Henry Francis Lyte, 1847.

HENRY FRANCIS LYTE AND HIS SWAN SONG

Many a man who has labored in obscure places, practically unnoticed and unpraised by his own generation, has achieved a fame after his death that grows in magnitude with the passing years.

When Henry Francis Lyte died in 1847, he was little known beyond his humble seashore parish at Lower Brixham, England; but today, wherever his beautiful hymns are sung throughout the Christian world, he is gratefully remembered as the man who wrote “Abide with me.”

In response to a questionnaire sent to American readers recently by “The Etude,” a musical magazine, 7,500 out of nearly 32,000 persons who replied named “Abide with me” as their favorite hymn. It easily took first rank, displacing such older favorites as “Rock of Ages” and “Jesus, Lover of my soul.”

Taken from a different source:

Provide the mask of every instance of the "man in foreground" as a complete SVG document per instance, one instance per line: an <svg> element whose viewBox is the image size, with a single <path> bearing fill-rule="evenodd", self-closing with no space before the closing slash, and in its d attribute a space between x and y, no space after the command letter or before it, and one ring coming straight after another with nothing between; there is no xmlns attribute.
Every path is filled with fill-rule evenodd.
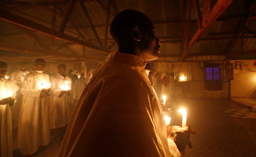
<svg viewBox="0 0 256 157"><path fill-rule="evenodd" d="M50 142L48 93L49 75L44 72L45 62L35 61L35 69L25 77L20 92L23 95L18 127L18 143L22 155L31 154Z"/></svg>
<svg viewBox="0 0 256 157"><path fill-rule="evenodd" d="M152 22L142 13L126 10L110 30L118 52L99 66L83 92L58 156L180 156L173 141L168 144L163 113L144 69L160 52ZM186 129L188 135L181 132L180 151L189 142L184 128L181 132Z"/></svg>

How often we have sung this hymn at the close of an evening service, and a settled peace has come into our hearts as we have realized the nearness of Him who said, “And lo! I am with you always.” Yet, this is not in reality an evening hymn. Its theme is the evening of life, and it was written when Lyte felt the shadows of death gathering about his own head. We catch his meaning in the second stanza:

Swift to its close ebbs out life’s little day;

Earth’s joys grow dim, its glories pass away.

Lyte was always frail in health. He was born in Scotland, June 1, 1793, and was early left an orphan. Nevertheless, despite the handicap of poverty, he struggled through college, and on three occasions won prizes with poems.